Since Klaszus had some experience reporting for radio at CBC, he was able to get started relatively quickly.  

“For folks who are newer to audio, they do have staff to walk you through how to do it,” he explains. “And that’s huge. Because the alternative is, you’re in your basement with a microphone and whatever setup you can cobble together.”

2. Grow your audience

No matter who your target audience is, there’s an obvious benefit to gaining the ears of community and campus radio listeners. They can become future contributors or supporters. 

To this day, community radio remains a key information resource. For those who refuse to listen to podcasts or radio, Klaszus posts a transcript for each episode on The Sprawl’s website so the content is searchable and accessible. 

He says that while the precise number of listeners is hard to gauge with radio and podcasts, they get about 2,000 downloads each episode, a number in line with the outlet’s membership.

But another important measure of success is direct feedback.

3. Connect with your audience

Newsletters are a great tool for building relationships with readers and growing revenue, in part because readers appreciate hearing directly from a journalist. Podcasts have the same power.

In one recent episode, Klaszus interviews David Goa, a scholar of religion, on the importance of meeting and connecting with strangers. It’s an intimate, thoughtful conversation.

Klaszus says he specifically chooses stories well-suited to audio — and it shows. Each episode offers a thoughtful glimpse into issues Calgarians care about led by a compelling, approachable host.

“If they see that you’re committed to this thing and you’re putting in the effort and it’s not like a side project of an article or whatever, I think they’re more likely to give attention to it,” says Klaszus.

4. Bring your readers in

As a member-funded news outlet, The Sprawl does a great job of involving readers in the creation of new products. In 2018, they had a member drive to launch Sprawlcast.

If you’re thinking about a podcast or radio show, consider inviting readers to help you make it happen. It rallies your audience around a specific goal, helps raise awareness about the new product and gives you something to celebrate with your readers later.

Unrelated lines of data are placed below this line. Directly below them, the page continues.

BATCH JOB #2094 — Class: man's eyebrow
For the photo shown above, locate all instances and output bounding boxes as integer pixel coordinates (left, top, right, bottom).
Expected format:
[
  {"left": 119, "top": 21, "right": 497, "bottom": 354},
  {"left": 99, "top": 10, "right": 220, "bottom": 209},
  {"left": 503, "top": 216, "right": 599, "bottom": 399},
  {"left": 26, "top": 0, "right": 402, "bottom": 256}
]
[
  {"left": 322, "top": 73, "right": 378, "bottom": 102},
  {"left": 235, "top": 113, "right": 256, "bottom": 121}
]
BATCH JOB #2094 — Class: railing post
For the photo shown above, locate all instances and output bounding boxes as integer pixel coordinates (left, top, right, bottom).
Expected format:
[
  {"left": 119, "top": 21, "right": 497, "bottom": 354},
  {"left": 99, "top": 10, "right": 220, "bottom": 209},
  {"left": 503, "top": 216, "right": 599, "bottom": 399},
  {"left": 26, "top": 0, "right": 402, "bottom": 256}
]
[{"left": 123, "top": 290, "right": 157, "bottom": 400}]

5. Diversify your news products

Delivering journalism in new formats helps make new people aware of your work. It’s also a way to deepen your connection with your readers and supporters. 

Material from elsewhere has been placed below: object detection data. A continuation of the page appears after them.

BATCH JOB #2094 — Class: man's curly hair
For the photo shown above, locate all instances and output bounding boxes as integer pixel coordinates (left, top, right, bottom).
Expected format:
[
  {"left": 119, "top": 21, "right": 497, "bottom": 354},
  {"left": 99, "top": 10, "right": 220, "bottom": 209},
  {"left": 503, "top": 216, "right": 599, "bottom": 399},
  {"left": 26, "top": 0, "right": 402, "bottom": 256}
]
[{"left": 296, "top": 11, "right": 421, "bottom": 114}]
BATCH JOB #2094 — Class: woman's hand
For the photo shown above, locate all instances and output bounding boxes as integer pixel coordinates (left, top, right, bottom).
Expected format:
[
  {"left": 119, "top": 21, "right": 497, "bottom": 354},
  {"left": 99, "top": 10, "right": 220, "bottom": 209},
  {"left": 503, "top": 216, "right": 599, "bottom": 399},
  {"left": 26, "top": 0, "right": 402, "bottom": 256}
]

As former Buzzfeed newsletter director and publisher of the Not a Newsletter Dan Oshinsky explains in an interview with The Fix, offering multiple products builds relationships. “When we ask them for the next step to support us or donate, they will really care about us and have a good relationship with us on a few different platforms.

“Those are the readers who are most likely to convert. So that’s where that comes in. It’s just an additional way to deepen engagement.”

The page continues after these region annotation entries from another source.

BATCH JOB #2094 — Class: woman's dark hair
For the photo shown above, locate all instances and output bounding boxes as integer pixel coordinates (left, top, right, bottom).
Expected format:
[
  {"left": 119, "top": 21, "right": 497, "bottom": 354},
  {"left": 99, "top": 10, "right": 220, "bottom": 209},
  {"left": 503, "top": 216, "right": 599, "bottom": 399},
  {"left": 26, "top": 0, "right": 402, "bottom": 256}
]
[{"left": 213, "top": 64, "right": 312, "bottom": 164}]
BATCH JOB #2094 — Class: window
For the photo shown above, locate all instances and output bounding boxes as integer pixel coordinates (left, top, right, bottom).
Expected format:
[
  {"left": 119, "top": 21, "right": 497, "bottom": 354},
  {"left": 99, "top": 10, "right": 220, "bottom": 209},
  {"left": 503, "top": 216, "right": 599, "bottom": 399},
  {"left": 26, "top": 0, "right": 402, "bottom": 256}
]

But Klaszus says quality must stay top of mind. “The podcast space is so crowded, right? So if you’re going to go there, it has to be good. Is it quality stories that connect with people? If it’s not that, then little else will work.”

The Sprawlcast is just one way to collaborate with campus radio stations. You could also connect with the station’s programming director to find out if there’s already a news show, and offer up a short five minute segment. 

You could take inspiration from The Sprawl and make your show a limited time pop-up to test the waters before a more permanent launch.